With each new product introduction, Nvidia is increasing the HBM memory capacity. “Nvidia is releasing a new product or architecture every year. With these releases, they are approximately doubling the memory each time,” said MKW Ventures’ Webb.

To meet the demand, DRAM suppliers are expanding their production of HBM products. By year’s end, the DRAM industry is expected to allocate roughly 250K/m (14%) of total fab capacity for HBM, representing annual supply bit growth of 260%, according to TrendForce.

For now, though, suppliers are sold out of HBM products. “I am not convinced that ‘sold out’ is the best term. I would say that companies have orders through ‘25. They have orders for everything they can make for the next two years,” said MKW Ventures’ Webb.

The demand is driving up prices for server DRAM. Average contract prices for server DRAM are expected to rise by 8%-13% in the third quarter of 2024, compared to the previous period, according to TrendForce.

This could all change. “I would say there’s still some possibility that (HBM) orders won’t materialize and that people are pre-ordering based on plans and potentially double ordering or overstocking,” said MKW Ventures’ Webb.

There is another scenario. If the AI market slows, Meta, Microsoft and others could push out--or even halt--their server orders, which would impact chip vendors.

HBM or bust

As stated, memory makers produce DRAMs in a fab using various process steps. At each new generation, the DRAM is becoming more difficult to manufacture in the fab. The challenge is to reduce the size of the tiny capacitor in the DRAM at each generation.

For HBM, memory makers take standard DRAM, and then stack the devices and connect them using TSVs. To make HBM devices, the process steps are different than making DRAM.

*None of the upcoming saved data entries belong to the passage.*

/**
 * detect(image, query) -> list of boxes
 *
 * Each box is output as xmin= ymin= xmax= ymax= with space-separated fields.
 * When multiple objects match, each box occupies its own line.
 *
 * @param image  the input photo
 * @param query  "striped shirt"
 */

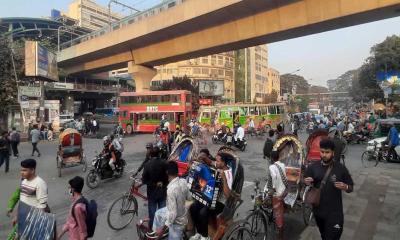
xmin=20 ymin=176 xmax=48 ymax=209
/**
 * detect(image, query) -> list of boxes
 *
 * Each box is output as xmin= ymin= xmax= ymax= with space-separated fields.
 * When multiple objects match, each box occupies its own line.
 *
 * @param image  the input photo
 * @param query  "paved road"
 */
xmin=0 ymin=131 xmax=366 ymax=239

The HBM process steps are well known and established. But at each generation, memory makers are dealing with new and more complex DRAMs. That adds complexity to the HBM manufacturing process.

Plus, the die sizes for HBM are 35%-45% larger than DDR5 DRAM, according to Avril Wu, an analyst at TrendForce. In addition, the yield rates for HBM are 20%-30% lower than DDR5 DRAM, Wu said.

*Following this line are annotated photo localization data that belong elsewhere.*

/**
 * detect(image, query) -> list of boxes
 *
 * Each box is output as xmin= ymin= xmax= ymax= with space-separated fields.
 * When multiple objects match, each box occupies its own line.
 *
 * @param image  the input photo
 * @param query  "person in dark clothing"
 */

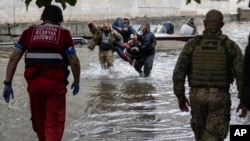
xmin=121 ymin=18 xmax=137 ymax=43
xmin=242 ymin=34 xmax=250 ymax=110
xmin=186 ymin=18 xmax=198 ymax=35
xmin=112 ymin=17 xmax=137 ymax=43
xmin=134 ymin=23 xmax=156 ymax=77
xmin=163 ymin=21 xmax=174 ymax=34
xmin=112 ymin=17 xmax=123 ymax=33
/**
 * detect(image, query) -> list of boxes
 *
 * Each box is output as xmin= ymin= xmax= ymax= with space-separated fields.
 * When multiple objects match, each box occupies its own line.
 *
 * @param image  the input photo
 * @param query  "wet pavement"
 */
xmin=0 ymin=21 xmax=250 ymax=141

So, who’s doing what in HBM? Today, Micron, Samsung and SK Hynix are shipping HBM3E products that support 8 DRAM die stacks. Vendors are now sampling HBMs with 12 DRAM die stacks. The 12-die products present some challenges. “The thermal issues on eight are very challenging. The 12-stack products will be even more challenging, but are being addressed,” Webb said.

Meanwhile, last year, SK Hynix announced what the company claimed was the industry’s first 12-layer HBM3E product with a 24GB memory capacity.

Earlier this year, Samsung began sampling a 12-stack HBM3E product. With a capacity of 36GB, Samsung’s product provides a bandwidth of up to 1,280 gigabytes per second (GB/s).

Not to be outdone, Micron is sampling a 36GB 12-die HBM3E, which is set to deliver greater than 1.2 TB/s performance. In the meantime, Micron is seeing huge demand for its current HBM products.

“Our HBM shipment ramp began in fiscal Q3, and we generated over $100 million in HBM3E revenue in the quarter,” said Sanjay Mehrotra, president and chief executive at Micron, in a recent conference call. “We expect to generate several hundred million dollars of revenue from HBM in fiscal 2024 and multiple billions of dollars in revenue from HBM in fiscal 2025.”

Others are also pursuing HBM, particularly China, which doesn’t have a presence here. ChangXin Memory Technologies (CSMT) and Huawei are separately developing HBM, according to reports. China appears to be developing older HBM2 products.

So where is this all leading? “We are in the early innings of a multiyear race to enable artificial general intelligence, or AGI, which will revolutionize all aspects of life. Enabling AGI will require training ever-increasing model sizes with trillions of parameters and sophisticated servers for inferencing. AI will also permeate to the edge via AI PCs and AI smartphones, as well as smart automobiles and intelligent industrial systems. These trends will drive significant growth in the demand for DRAM and NAND,” Micron’s Mehrotra said.

Let’s not forget GPUs and other chips too. The question is how long the AI boom will last and what are the future ramifications of the technology.